橋本千紘が仙女入団 名門日大レスリング部から初の女子プロレスラー

2015年06月07日 10時00分

母校でハードな練習を続ける橋本。上体がビルドアップされた

 名門・日本大学レスリング部史上初の女子プロレスラーが誕生する。2013年全日本選手権女子67キロ級3位で、昨年度の女子キャプテンを務めた橋本千紘(22=東京・安部学院高出身)が、里村明衣子(35)率いる仙台女子プロレスリングに入団することが5日までに、本紙の取材で分かった。中学3年時には“内定”を得ていた逸材で、実に8年を要しての夢実現となった。11日に正式入団。10月11日仙台サンプラザ大会でのデビューを目指す。

 


 電光石火のプロ転向だった。橋本は今春に日大法学部政治経済学科を卒業。元世界女王で日本レスリング協会強化委員も務める吉村祥子氏(46)の紹介で、4月15日のOZアカデミー後楽園ホール大会終了後、関係者を交えて里村と会食した。この席上でプロ入りの意思を伝えると、里村も快諾。後日に両親や学校関係者への報告や話し合いを済ませ、11日付の入団が正式決定した。
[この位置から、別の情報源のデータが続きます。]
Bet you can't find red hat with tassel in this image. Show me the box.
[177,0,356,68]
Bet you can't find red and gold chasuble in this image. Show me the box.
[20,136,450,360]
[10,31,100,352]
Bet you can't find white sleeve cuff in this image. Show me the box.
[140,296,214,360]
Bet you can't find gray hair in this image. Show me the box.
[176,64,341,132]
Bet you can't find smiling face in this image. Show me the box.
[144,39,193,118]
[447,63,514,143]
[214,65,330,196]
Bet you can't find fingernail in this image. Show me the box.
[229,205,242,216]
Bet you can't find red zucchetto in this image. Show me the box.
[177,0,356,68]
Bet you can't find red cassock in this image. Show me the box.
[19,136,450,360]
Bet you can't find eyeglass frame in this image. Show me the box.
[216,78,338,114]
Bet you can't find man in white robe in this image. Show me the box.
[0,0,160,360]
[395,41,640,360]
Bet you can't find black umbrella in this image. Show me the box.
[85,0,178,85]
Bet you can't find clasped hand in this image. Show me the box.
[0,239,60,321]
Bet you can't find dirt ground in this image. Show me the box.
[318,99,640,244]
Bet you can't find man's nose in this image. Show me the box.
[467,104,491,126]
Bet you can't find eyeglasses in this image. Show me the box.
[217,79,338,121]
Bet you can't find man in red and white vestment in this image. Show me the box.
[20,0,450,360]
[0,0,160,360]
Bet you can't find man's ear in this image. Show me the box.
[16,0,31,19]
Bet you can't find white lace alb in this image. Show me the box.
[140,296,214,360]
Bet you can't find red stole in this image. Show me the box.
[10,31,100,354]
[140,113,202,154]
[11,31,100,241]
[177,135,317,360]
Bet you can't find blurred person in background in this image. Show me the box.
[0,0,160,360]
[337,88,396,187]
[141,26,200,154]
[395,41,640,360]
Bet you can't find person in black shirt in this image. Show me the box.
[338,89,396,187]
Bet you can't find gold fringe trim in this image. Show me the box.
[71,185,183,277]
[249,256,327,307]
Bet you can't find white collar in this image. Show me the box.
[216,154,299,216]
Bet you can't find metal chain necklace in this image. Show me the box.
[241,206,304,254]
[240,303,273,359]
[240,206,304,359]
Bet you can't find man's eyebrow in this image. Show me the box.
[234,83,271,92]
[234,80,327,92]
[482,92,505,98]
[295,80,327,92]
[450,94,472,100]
「プロレスは見た人に『また明日から頑張ろう』と勇気を与えてくれる競技。私も人を元気づけられるようなレスラーになりたいと思います」(橋本)


 多くのプロレスラーを輩出した日大レスリング部だが、意外にも女子は初となる。しかも女子プロ界が待ち望んでいた重量級の逸材だ。大学では世界選手権出場とリオ五輪出場を目指したが、同じクラスに昨年の世界選手権69キロ級銀メダリストの土性沙羅(20=至学館大)がいたため、夢はかなわなかった。卒業と同時に競技生活にはひとまずピリオドを打ち、当面はアルバイトを続けながら、新たな進路を模索するつもりだったという。


 それでも「小5の時からプロレスラーになりたいと思っていた。レスリングをやっている間は、他のことを考える余裕もなかったし、見たら絶対にやりたくなってしまうかと。でも4月の試合を見た後『プロレスってやっぱりいいなあ』と考えて『行きたいです』と里村さんにお話ししました」と、新たな夢のステージに足を踏み入れることを決意した。現在は母校・安部学院高で高校生とハードな練習を続け、入寮の日を待っている。